Building WhisperWizard: A 7-Day Journey

An idea was born

Building an application in just seven days might seem like an impossible task, but with a clear goal in mind, it's entirely achievable. This is the story of how I built WhisperWizard, a macOS application designed to speed up your writing with a smart voice-to-text, all within a week.

WhisperWizard was born out of two primary motivations. First, I wanted to add a feature into another application I had built (PaletteBrain), but didn't want to risk bloating it or disrupting the user experience by adding another feature to it. Second, I wanted to, once again, experience the thrill of shipping another product.

The Concept

The concept of WhisperWizard was simple yet powerful. It would allow users to record their voice and transcribe their spoken words into text using OpenAI's Whisper.

Users could also create their own prompt templates and assign shortcuts to these templates.

Once the transcription was complete, it would be processed through a custom ChatGPT prompt based on the user's chosen template.

The response from OpenAI would then pop right back into the original app where the shortcut was used.

Designing the User Experience

The journey began with sketching the overall design in Figma. The aim was to ensure that the application had a user-friendly interface and a great user experience.

The recording window of the application was designed to be simple, consisting of a recording waveform at the top and the current template chosen by the user below it. This design provided users with visual feedback that their voice was being recorded and that the application was functioning as expected.

Implementing Core Features

Once the design was finalized, I quickly coded the recording window and implemented the functionality to start and stop the recording. The next step was to incorporate Whisper from OpenAI, which would convert the user's recorded audio file into a transcript.

Following this, I implemented a global shortcut to start and stop the recording, ensuring that this shortcut was customizable by the user in the settings page.

The next major feature to be implemented was the ability to insert the transcript response into the original application from which WhisperWizard was triggered.

Customizable Templates

The next challenge was to allow users to create their own customizable templates for various tasks. For example, a user could create a template to translate their recording into a foreign language or to convert their recordings into a well-written email. I also made it possible for users to assign a custom shortcut to trigger a recording with a specific template.

After the template management was in place, I was able to use the transcript from Whisper and the user's custom prompt to run the prompt from the template through ChatGPT. This transformed the recorded speech into a well-written text for a given task.

Fine-Tuning and User Settings

I then created a settings page where users could update their OpenAI key, and modify the default WhisperWizard shortcuts.

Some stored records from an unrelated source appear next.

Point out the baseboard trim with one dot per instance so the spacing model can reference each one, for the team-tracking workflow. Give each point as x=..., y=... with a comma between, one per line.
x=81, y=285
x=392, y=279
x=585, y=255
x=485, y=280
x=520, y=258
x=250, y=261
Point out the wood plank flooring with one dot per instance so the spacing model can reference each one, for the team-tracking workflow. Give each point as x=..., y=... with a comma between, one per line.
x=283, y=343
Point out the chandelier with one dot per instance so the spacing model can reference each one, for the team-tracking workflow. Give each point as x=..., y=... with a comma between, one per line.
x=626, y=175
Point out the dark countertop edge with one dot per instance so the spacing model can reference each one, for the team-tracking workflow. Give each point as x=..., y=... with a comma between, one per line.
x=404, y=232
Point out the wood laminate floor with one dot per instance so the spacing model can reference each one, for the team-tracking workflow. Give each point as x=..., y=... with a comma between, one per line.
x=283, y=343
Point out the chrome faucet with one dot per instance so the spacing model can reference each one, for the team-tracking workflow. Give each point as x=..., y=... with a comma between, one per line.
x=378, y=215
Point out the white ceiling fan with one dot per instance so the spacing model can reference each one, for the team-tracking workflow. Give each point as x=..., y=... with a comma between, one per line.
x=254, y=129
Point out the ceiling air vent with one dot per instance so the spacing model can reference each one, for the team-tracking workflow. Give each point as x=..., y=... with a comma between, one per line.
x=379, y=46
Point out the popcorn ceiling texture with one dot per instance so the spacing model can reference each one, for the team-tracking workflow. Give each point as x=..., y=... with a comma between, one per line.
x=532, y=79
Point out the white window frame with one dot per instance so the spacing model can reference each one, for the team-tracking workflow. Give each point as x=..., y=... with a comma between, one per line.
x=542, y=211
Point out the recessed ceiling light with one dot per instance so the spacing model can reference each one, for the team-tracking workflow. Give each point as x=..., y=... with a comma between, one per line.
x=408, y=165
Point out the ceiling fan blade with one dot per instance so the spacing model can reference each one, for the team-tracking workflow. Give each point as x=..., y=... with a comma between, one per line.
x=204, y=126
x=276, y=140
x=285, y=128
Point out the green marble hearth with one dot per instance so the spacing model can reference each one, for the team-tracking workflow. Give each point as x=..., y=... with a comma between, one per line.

Following this, I added a feature to display previous recordings, allowing users to replay their old recordings and access both the original and processed transcripts.

The final step was to create a window that would pop up just before initiating a recording. This feature would give users the flexibility to choose the template they wanted to apply to the upcoming recording. If the user chose not to select a template, they would simply receive the transcript.

The Final Stretch

Once all the features were successfully integrated, it was time to shift focus towards polishing the application. This involved a lot testing to identify and fix any potential bugs. This stage was crucial to ensure the application was ready to be released to the public!

And so, just like that, within a mere span of seven days, WhisperWizard transitioned from an idea to a fully functional application, ready for launch.